Addresses can be presented in various different formats — from single-line to multi-lines, or as in the case of US addresses, with state names abbreviated or in full. Depending on what our clients’ requirements are, and how they’re shown on our data source (website), we take the necessary courses of action.

Location-specific data

For datasets that contain location-specific information, such as store locations across a country, we have a visualization tool in place where we display state-wise numbers. This helps us understand the completeness of the data, record counts for each data field and identify duplicates.

Images/Files

The QA team checks whether images and other files are extracted as requested — either as URLs, or downloaded and compressed into zip files. In addition, if a customer has requested the downloaded files to be named in a certain format, then the filenames are checked as well.

Crawler runtimes

Runtime refers to the total duration of any crawl run from start to finish.

We compare the time taken for the latest crawl to complete with the average runtimes over the past 24-hour period or week. The QA team is alerted if the latest runtime is abnormally longer or shorter.

Scheduled runs

The Scheduler is one of the most useful features within the Grepsr app. As such, it is important that the QA team regularly checks whether scheduled crawlers are running as expected and as many times a day as scheduled.
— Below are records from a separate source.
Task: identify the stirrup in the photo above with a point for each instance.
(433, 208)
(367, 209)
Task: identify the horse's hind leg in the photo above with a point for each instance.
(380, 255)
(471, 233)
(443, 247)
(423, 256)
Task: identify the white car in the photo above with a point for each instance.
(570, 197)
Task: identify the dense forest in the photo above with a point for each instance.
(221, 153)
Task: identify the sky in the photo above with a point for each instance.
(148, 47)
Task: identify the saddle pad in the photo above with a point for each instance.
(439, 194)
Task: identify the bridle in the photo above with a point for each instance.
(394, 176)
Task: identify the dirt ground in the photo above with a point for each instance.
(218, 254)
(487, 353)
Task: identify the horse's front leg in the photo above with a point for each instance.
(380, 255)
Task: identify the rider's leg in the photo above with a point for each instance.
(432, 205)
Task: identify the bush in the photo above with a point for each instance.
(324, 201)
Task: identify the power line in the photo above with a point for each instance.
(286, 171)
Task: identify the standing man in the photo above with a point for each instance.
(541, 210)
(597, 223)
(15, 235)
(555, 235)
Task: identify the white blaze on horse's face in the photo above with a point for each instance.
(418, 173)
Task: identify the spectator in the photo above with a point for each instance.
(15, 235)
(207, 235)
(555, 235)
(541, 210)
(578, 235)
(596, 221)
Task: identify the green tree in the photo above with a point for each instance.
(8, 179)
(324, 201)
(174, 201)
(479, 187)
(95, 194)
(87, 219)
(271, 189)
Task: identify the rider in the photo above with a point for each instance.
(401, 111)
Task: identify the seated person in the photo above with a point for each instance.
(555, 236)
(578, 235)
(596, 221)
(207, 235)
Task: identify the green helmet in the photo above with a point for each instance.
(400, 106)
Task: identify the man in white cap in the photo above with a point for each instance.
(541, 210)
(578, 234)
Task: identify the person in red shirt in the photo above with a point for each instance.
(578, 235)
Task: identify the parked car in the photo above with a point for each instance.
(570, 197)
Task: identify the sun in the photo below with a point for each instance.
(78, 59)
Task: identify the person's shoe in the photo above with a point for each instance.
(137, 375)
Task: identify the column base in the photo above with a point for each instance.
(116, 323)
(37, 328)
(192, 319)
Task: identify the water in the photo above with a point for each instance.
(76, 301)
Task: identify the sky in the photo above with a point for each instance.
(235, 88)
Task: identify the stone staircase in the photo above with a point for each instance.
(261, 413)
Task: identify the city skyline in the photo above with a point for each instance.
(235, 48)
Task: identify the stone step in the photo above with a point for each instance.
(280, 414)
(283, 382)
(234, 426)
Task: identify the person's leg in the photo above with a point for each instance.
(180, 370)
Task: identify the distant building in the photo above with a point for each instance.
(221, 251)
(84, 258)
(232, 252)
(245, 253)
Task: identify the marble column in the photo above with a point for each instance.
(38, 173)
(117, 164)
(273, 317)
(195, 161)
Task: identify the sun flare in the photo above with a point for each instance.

In addition to the regular manual checks on projects with recurring crawl runs, there is also an automatic notification mechanism in place which alerts the team via email or text if and when a scheduled run is skipped.

Probable causes

While we endeavor to always empower our customers with the highest quality and reliable data, there are certain factors beyond our control that occasionally prevent our crawlers from collecting data as expected. The most common reasons that we know of are as follows:

The source website may be temporarily down.
The website may have changed its layout and structure since the last successful run.
The website may be using an anti-crawling technology that blocks our crawlers from accessing it. Once we diagnose this issue, we use
Some websites restrict access to certain countries and regions, or display different content based on the location where the site is being accessed from. In order to access these geo-restricted content, we use proxies to fetch the data that matches our clients’ location.
Occasionally, there are duplicates and some information missing in the website itself.
Since our web crawlers are build for specific websites and layouts, any real-time change on their end is hard to keep track of. This might cause a crawl run to stop abruptly, resulting in a “failed” run.
Sometimes, the data that we see on a website is different when accessed via APIs.

Summary

Despite the various obstacles websites place on our scrapers during extraction, the expert team here at Grepsr is able to collect and deliver on our clients’ needs efficiently and reliably. Each dataset we extract is subject to rigorous quality checks and processes before it can be considered ready for delivery.

Our mission is to always empower our customers with the highest quality reliable data. We want our data, expertise and technology to be the stellar foundation which you can build upon for continued success.